Check out this example. 116 & 122 = 112. Why?
01110100 = 116 (t)
01111010 = 122 (z)
————–
01110000 = 112 (p)

If converted to ascii text, you get t & z = p. Cool eh?

XOR is a bit tricky. Basically the output is true when the inputs are different.
0 AND 0 = 0
0 AND 1 = 1
1 AND 0 = 1
1 AND 1 = 0

Negation is easy as well. Whatever the value is, make it the opposite.
0 => 1
1 => 0

Wikipedia (http://en.wikipedia.org/wiki/List_of_logic_symbols) has a full list of other symbols.

How does this relate to programming?

In the C language, these are bitwise operators. I’ll explain more below.
∧ becomes &
⊕ becomes ^ (caret)
¬ becomes ~
V become | (just for completeness)

So to represent this in C, it becomes:
#define CH(x,y,z) (((x) & (y)) ^ (~(x) & (z)))

But hang on. You might be wondering what && and || and ! mean? These also mean AND, OR and NOT respectively but these are logical operators, not bitwise operators. (Why did I not mention logical XOR? Because there isn’t one. Check out: http://benpfaff.org/writings/clc/logical-xor.html and see if that makes sense).

What’s the diff?

The logical operator works on boolean (true or false conditions) and the bitwise operator works on bits (1’s and 0’s).

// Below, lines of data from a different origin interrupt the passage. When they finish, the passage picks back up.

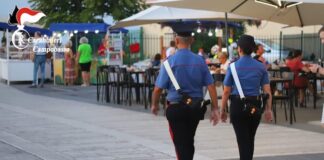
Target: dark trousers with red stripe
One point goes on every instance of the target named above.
(183, 125)
(245, 128)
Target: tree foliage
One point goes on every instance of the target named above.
(85, 10)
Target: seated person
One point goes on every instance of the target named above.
(296, 66)
(222, 57)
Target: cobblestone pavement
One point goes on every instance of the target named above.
(35, 127)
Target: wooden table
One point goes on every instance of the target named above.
(314, 78)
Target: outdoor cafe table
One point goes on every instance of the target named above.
(290, 94)
(314, 78)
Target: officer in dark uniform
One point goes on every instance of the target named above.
(192, 74)
(252, 76)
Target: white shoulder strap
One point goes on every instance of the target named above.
(237, 81)
(171, 75)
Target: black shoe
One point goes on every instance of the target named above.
(33, 86)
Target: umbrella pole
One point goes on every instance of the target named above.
(226, 35)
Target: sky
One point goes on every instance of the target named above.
(7, 6)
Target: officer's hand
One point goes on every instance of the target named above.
(214, 117)
(155, 109)
(268, 115)
(223, 116)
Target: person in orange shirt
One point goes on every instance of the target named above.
(300, 82)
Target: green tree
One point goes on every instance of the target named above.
(85, 10)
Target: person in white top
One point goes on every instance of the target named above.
(224, 62)
(171, 50)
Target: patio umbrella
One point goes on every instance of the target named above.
(307, 1)
(157, 14)
(291, 13)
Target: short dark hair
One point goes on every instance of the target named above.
(172, 43)
(297, 53)
(157, 57)
(38, 33)
(321, 30)
(257, 47)
(247, 44)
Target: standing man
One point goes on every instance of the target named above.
(39, 59)
(192, 74)
(171, 50)
(259, 51)
(252, 76)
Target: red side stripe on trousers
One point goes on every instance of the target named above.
(172, 137)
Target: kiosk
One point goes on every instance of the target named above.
(15, 64)
(95, 32)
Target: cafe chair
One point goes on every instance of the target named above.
(102, 77)
(285, 96)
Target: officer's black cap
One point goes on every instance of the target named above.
(182, 29)
(246, 42)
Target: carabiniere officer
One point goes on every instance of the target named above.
(192, 74)
(252, 75)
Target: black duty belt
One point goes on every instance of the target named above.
(247, 97)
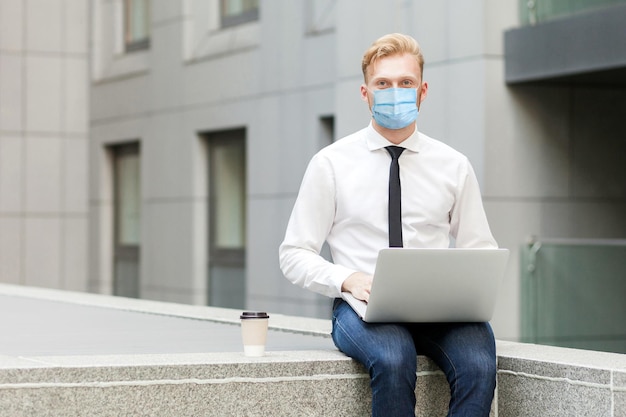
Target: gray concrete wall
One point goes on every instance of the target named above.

What the heck does that mean?

Check out this example for logical operators. http://www.tutorialspoint.com/cprogramming/c_logical_operators.htm

And check out this example for bitwise operators.
http://www.tutorialspoint.com/cprogramming/c_bitwise_operators.htm

You’ll notice that generally speaking you’ll not need to use bitwise operators…. unless you want to play with 1’s and 0’s.